Everyone crowds toward the VIP customs exit that is maybe five feet wide. In minutes, Kardashian is going to be a posh camel trying to pass through the eye of a very dirty needle. A gaggle of Japanese tourists adds to the congestion. Suddenly, Malibu Rich bolts toward another exit a hundred yards away. Half the paps stampede after him. Vlad is torn but holds his ground. Turns out it is just Alec Baldwin.

A few minutes later, someone screams.

"Here she comes."

And there's Kardashian, all in black, except for a fur-lined tan coat. She's wearing big sunglasses. This is a good thing because the subsequent onslaught of camera flashes could obliterate retinas. The walk to her car is only 100 feet, and it moves like a shimmering amoeba under a microscope. Paps are shouting questions.

"Kim, is Bruce going to have a sex change?"

"Kim, is your family Shakespearean?"

Vlad's face bobs above the sea of humanity, but he doesn't have a shot. So he peels off and runs out through the sliding doors and jumps up on a concrete barrier and shoots downward, ripping off 70 frames. In 30 seconds, it's over. Kim is stashed in a black SUV and is gone.

Vlad frantically scans through his pictures. A giant smile breaks across his face, and he skips away, pirouetting in a crosswalk. It's the happiest I've ever seen him. He sits in the Mercedes and looks closer. The simultaneous flash of 50 cameras has lit Kardashian in an ethereal way. Today, she looks like a movie star. Vlad has a couple of killer shots of her from head to toe. He starts crowing.

"Got her, full fucking frame! And the winner is . . . me! Trix are for kids! They always want to wolf-pack around her, so I got above them." He flips through the frames quickly. "Nothing, nothing, and then opening, and there you go, Bbrrraaatt."

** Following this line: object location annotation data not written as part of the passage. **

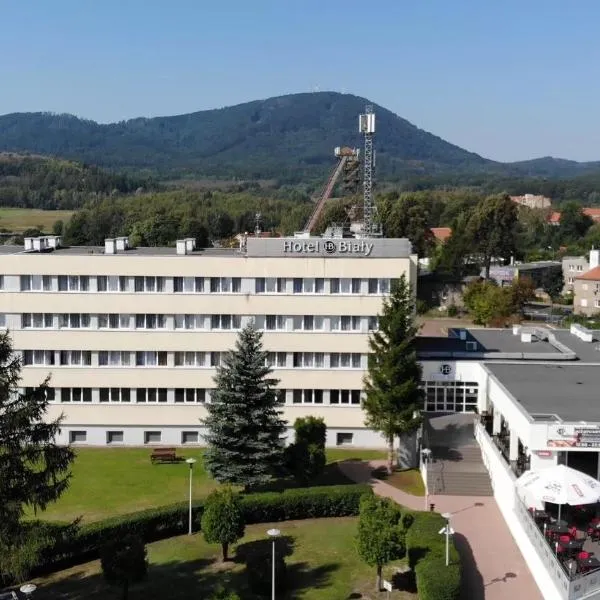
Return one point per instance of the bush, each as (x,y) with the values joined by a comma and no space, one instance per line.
(427,557)
(66,545)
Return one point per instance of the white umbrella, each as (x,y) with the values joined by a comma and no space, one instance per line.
(560,485)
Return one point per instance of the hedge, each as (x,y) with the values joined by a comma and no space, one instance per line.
(426,550)
(68,545)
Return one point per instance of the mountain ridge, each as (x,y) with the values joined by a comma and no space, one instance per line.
(289,137)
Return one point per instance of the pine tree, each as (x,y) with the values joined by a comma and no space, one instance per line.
(393,396)
(34,471)
(245,429)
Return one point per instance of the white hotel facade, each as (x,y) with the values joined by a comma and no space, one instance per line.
(131,336)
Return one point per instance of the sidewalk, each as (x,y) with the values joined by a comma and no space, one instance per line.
(493,565)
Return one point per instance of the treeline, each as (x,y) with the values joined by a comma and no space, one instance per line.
(52,184)
(161,218)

Vlad heads back toward Hollywood, still buzzing. Kendrick Lamar is rapping, "Everybody gon' respect the shooter, but the one in front of the gun lives forever." We're stuck in traffic on the 405, but Vlad doesn't care. By the time he gets back, the Daily Mail, a well-trafficked British website, will have a story up with all his pictures. He says he might make $10,000 once resales are factored in. This is unlikely – agencies will be flooded with gang-bang photos of Kim from LAX and will be happy to go with a slightly crappier photo to save some bucks, undercutting the value of Vlad's pristine shot. Later, once the adrenaline wears off, he admits he'll make only $1,000.

He drives in happy silence for a while before telling me another story. A few days ago, Vlad was trailing Kim's brother, Rob, in Beverly Hills. Rob is part of the collateral damage of the Kardashian story – Bruce Jenner's sanity is the other – putting on 50 pounds last year after breaking up with his girlfriend Rita Ora, the British singer. According to the tabloids, his family is disgusted by his weight gain. For Vlad, he's still a good "get."

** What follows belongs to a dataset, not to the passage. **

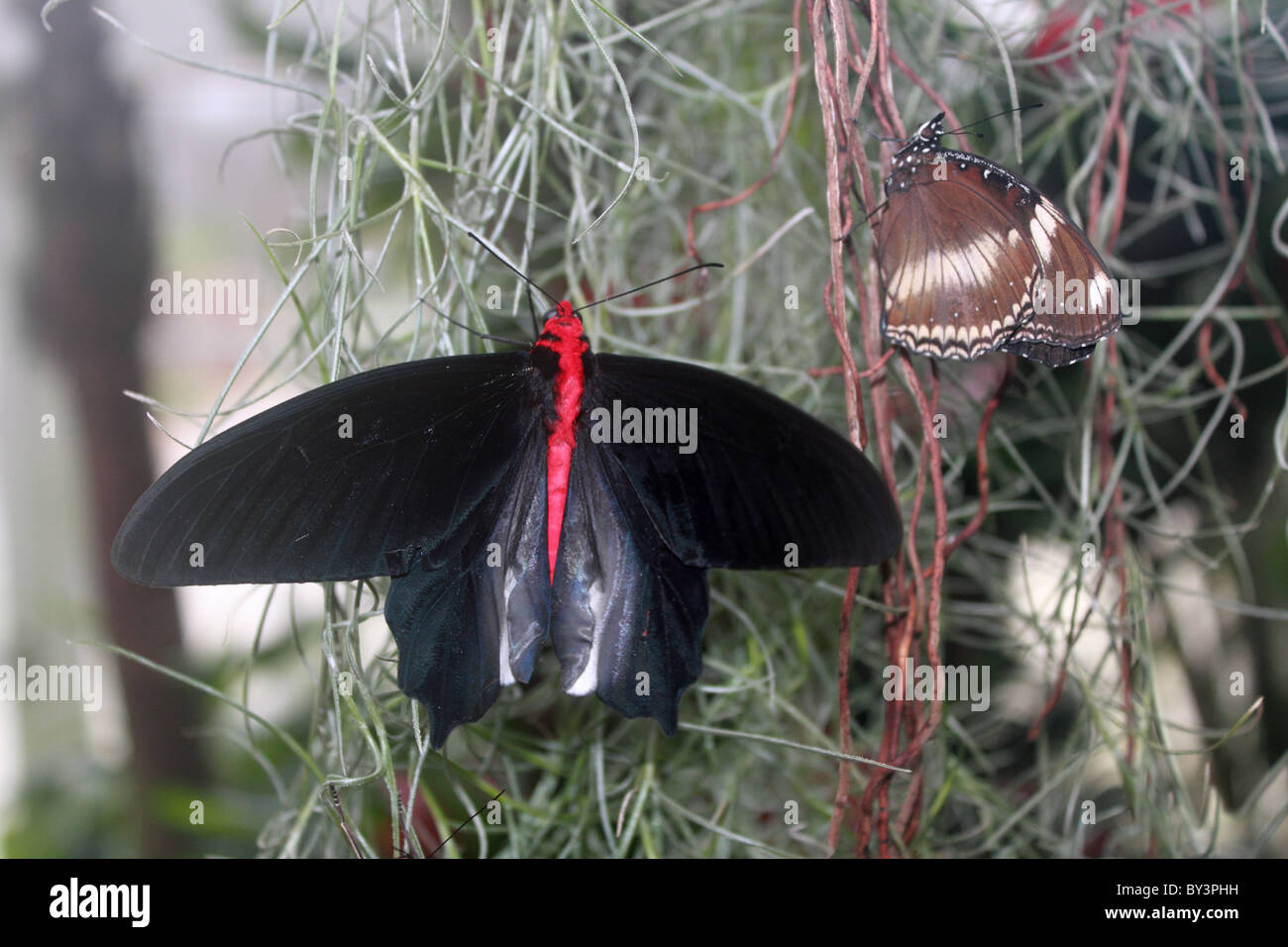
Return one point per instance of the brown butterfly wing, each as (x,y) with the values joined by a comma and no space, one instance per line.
(957,272)
(974,258)
(1068,320)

Eventually, Rob pulled over and Vlad approached his car. In a calm voice, Rob told Vlad he was trying to get his life together and wasn't even on the show this season.

"I just want to show your growth and how you're losing the weight," said Vlad.

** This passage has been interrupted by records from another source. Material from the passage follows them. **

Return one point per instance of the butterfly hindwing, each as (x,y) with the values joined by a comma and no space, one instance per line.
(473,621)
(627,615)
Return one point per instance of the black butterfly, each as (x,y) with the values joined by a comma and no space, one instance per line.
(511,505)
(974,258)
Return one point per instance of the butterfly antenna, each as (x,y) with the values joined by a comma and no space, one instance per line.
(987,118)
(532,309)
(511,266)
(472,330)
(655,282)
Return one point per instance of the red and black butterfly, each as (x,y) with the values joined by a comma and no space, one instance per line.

But Rob politely said no again. Then Vlad did a very un-Vlad thing. He said OK, catching Rob by surprise. The pap and subject looked each other in the eye.

"Look, you guys have helped me achieve something I couldn't in a nine-to-five," Vlad said. "I would have never seen half the money I make now."

And then Vlad let him drive away.

"Why did I do it? I don't want to be the bad guy."

Two months later, Vlad had his camera temporarily seized by Beverly Hill cops for taking unauthorized shots of Hilary Duff's kid at a playground. But right now, he jerks the Mercedes into the breakdown lane and passes a dozen cars. He rolls down the windows and laughs loudly.

"Fuck being the bad guy."

This story is from the April 24th, 2014 issue of Rolling Stone.